Artificial intelligence tools such as ChatGPT, Google Gemini, and Meta AI are becoming deeply embedded in daily life, with users relying on them for writing emails, answering questions, generating content, and supporting business decisions. However, Oracle founder Larry Ellison has warned that these systems have a critical limitation that many users fail to recognize.
Speaking about the rapid expansion of artificial intelligence, Ellison said that today’s most widely used AI models are not designed to understand the truth. Instead, they are built to predict language. According to him, AI systems do not actually know facts but generate responses by predicting the most likely sequence of words based on patterns in data. This allows AI to sound confident, detailed, and convincing even when the information it provides is incorrect.

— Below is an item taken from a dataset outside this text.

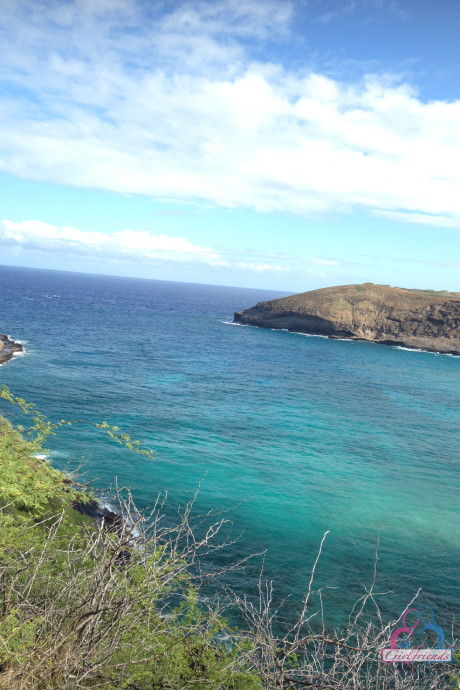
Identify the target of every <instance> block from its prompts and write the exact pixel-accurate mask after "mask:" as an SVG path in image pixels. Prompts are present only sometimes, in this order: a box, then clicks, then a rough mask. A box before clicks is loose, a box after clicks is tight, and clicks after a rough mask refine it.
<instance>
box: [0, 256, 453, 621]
mask: <svg viewBox="0 0 460 690" xmlns="http://www.w3.org/2000/svg"><path fill="white" fill-rule="evenodd" d="M278 296H281V293H277V292H269V291H263V290H249V289H247V290H245V289H239V288H226V287H216V286H205V285H187V284H182V283H168V282H161V281H147V280H135V279H126V278H114V277H104V276H91V275H80V274H70V273H59V272H53V271H37V270H28V269H14V268H7V267H2V268H0V332H2V333H7V334H9V335H10V336H12V337H13V338H15V339H19V340H21V341H24V342H25V349H26V354H25V355H24V356H22V357H14V360H13V361H12V362H9V363H8V364H6V365H5V366H4V367H2V368H1V369H0V384H6V385H8V386H9V387H10V389H11V390H12V391H13V392H14V393H15V394H16V395H19V396H21V397H23V398H25V399H26V400H27V401H33V402H35V403H36V404H37V406H38V408H39V409H40V410H41V411H42V412H43V413H45V414H46V415H47V416H48V417H50V418H51V420H57V419H61V418H75V417H78V418H81V417H84V418H85V419H87V420H88V421H102V420H107V421H108V422H109V423H110V424H114V425H117V426H120V427H121V428H122V429H123V430H126V431H128V433H130V434H131V436H132V437H133V438H137V439H139V440H140V441H141V442H142V443H143V444H145V445H146V446H148V447H151V448H153V449H154V451H155V455H156V461H155V462H152V461H150V460H148V459H146V458H143V457H141V456H136V455H133V454H132V453H130V452H129V451H127V450H124V449H122V448H119V447H117V446H114V444H113V443H111V442H110V441H109V440H107V439H106V438H105V437H103V436H101V435H100V433H98V432H96V431H94V430H92V429H91V428H90V427H81V428H77V427H72V428H70V429H63V430H62V431H60V432H59V435H58V436H57V437H55V438H53V439H51V440H50V442H49V443H48V447H49V449H50V455H51V459H52V462H53V463H54V464H55V466H57V467H60V468H63V467H64V466H65V464H66V462H67V461H68V460H69V459H70V458H74V460H73V463H74V464H73V466H75V465H76V464H77V462H78V460H79V459H80V458H81V457H82V456H84V457H85V460H86V464H85V473H86V474H85V478H86V479H88V480H92V481H94V483H95V485H96V486H98V487H101V488H105V489H107V487H110V486H111V485H113V483H114V481H115V477H116V478H117V480H118V482H119V484H121V485H128V486H130V487H131V488H132V490H133V495H134V498H135V500H136V503H137V504H138V506H139V507H141V508H143V509H144V508H145V509H146V508H147V507H148V506H151V505H152V504H153V503H154V501H155V498H156V496H157V494H158V492H160V491H168V503H167V511H169V512H170V515H171V518H172V516H173V514H175V513H176V511H177V506H178V504H179V503H180V504H184V503H185V502H187V501H188V500H190V498H191V497H192V496H193V494H194V492H195V490H196V488H197V485H198V484H199V482H200V480H201V479H202V478H203V476H204V475H205V474H206V478H205V480H204V481H203V483H202V486H201V490H200V494H199V498H198V501H197V509H198V510H199V511H208V510H211V509H219V508H225V509H227V508H230V507H233V510H232V511H231V512H230V513H229V517H231V519H232V522H233V534H234V535H235V536H237V535H239V540H238V542H237V544H236V545H233V546H231V547H229V548H228V549H227V550H226V551H225V552H219V553H218V554H215V555H214V556H211V561H210V567H211V568H216V567H218V566H221V565H223V564H226V563H230V562H232V561H234V560H238V559H240V558H242V557H244V556H246V555H249V554H251V553H256V552H261V551H264V550H266V556H265V566H264V567H265V575H266V577H267V578H269V579H273V581H274V585H275V589H276V592H277V597H278V598H288V602H287V605H286V609H285V615H286V617H287V618H289V617H291V616H294V614H295V611H296V610H297V609H298V607H299V602H300V601H301V597H302V595H303V593H304V592H305V589H306V586H307V584H308V579H309V573H310V569H311V567H312V565H313V562H314V560H315V556H316V552H317V549H318V546H319V543H320V541H321V538H322V536H323V534H324V532H325V531H326V530H329V531H330V533H329V535H328V537H327V539H326V542H325V545H324V549H323V554H322V558H321V560H320V562H319V565H318V568H317V574H316V581H315V585H316V587H317V588H318V587H321V588H323V599H324V607H325V616H326V619H327V620H328V621H329V622H330V623H332V624H335V625H336V624H340V623H343V622H345V621H346V619H347V617H348V613H349V611H350V608H351V605H352V604H353V602H354V601H355V600H356V599H357V597H359V596H361V595H362V594H363V592H364V589H363V586H364V585H367V586H368V585H370V583H371V581H372V576H373V569H374V556H375V549H376V543H377V538H378V537H379V535H380V551H379V562H378V576H377V590H378V591H380V592H391V593H390V594H388V595H387V596H386V597H384V598H382V606H383V611H384V612H385V613H392V614H394V613H396V614H399V613H401V612H402V611H403V610H404V608H405V607H406V604H407V603H408V602H409V601H410V599H411V597H412V596H413V595H414V594H415V593H416V591H417V589H418V588H419V587H422V594H421V601H423V602H424V603H427V604H430V605H431V606H432V607H433V609H434V610H435V611H436V614H437V616H438V618H439V619H440V620H441V621H442V622H445V623H446V624H447V621H449V620H451V618H452V614H454V613H455V612H456V613H457V614H458V613H459V611H458V585H457V580H458V570H459V566H460V534H459V525H458V508H459V500H458V484H459V472H458V448H459V436H460V434H459V428H460V404H459V402H460V401H459V397H460V386H459V382H460V358H455V357H451V356H445V355H437V354H433V353H424V352H411V351H406V350H402V349H397V348H393V347H387V346H383V345H372V344H370V343H363V342H346V341H335V340H328V339H325V338H320V337H309V336H304V335H300V334H295V333H287V332H279V331H269V330H263V329H257V328H252V327H241V326H234V325H231V320H232V316H233V312H234V311H236V310H241V309H245V308H248V307H250V306H252V305H254V304H255V303H256V302H258V301H260V300H266V299H271V298H275V297H278ZM1 409H2V410H4V411H6V410H7V409H8V408H7V407H6V406H5V404H2V406H1ZM260 563H261V559H260V558H258V559H256V560H255V561H254V563H253V565H252V566H248V567H246V568H245V569H244V571H238V572H234V573H231V574H229V575H228V582H229V583H230V584H231V585H232V586H233V587H234V589H236V590H237V591H238V592H239V593H240V594H243V593H247V594H249V595H250V596H254V595H255V593H256V585H257V579H258V574H259V568H260Z"/></svg>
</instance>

Ellison pointed to the phenomenon known as AI hallucination, where systems produce information that appears accurate but has no factual basis. He said many AI models developed by companies including Google, OpenAI, and Meta are trained on vast volumes of outdated, mixed, and unverified internet data. These systems do not automatically verify whether their outputs are accurate, current, or reliable.
While this limitation may not pose serious risks for creative tasks such as writing poems or summarizing content, Ellison warned that the dangers increase significantly when AI is used in healthcare, finance, law, government policy, and corporate decision-making. In these areas even minor errors can have serious real-world consequences. He noted that AI can confidently deliver incorrect answers, and many users may lack the expertise to identify those mistakes.
Ellison also said AI systems do not understand context, ethics, or consequences in the way humans do. They cannot distinguish between right and wrong or grasp why certain errors may be harmful. As a result, AI tools may provide flawed medical advice, fabricate legal references, or confidently describe events that never occurred. To non-expert users, such responses can appear entirely trustworthy.
To reduce these risks, Ellison said Oracle is focusing on building AI systems that depend more on verified enterprise data, real-time information, and strict governance controls rather than relying solely on open internet sources. The objective, he said, is to ensure AI systems are grounded in trusted data instead of drawing from unreliable online material.
Ellison’s comments serve as a reminder that despite rapid advancements, artificial intelligence still has fundamental limitations. Until AI systems become more accurate, transparent, and accountable, users are advised to remain cautious and avoid placing blind trust in AI outputs, especially when decisions could impact people’s lives.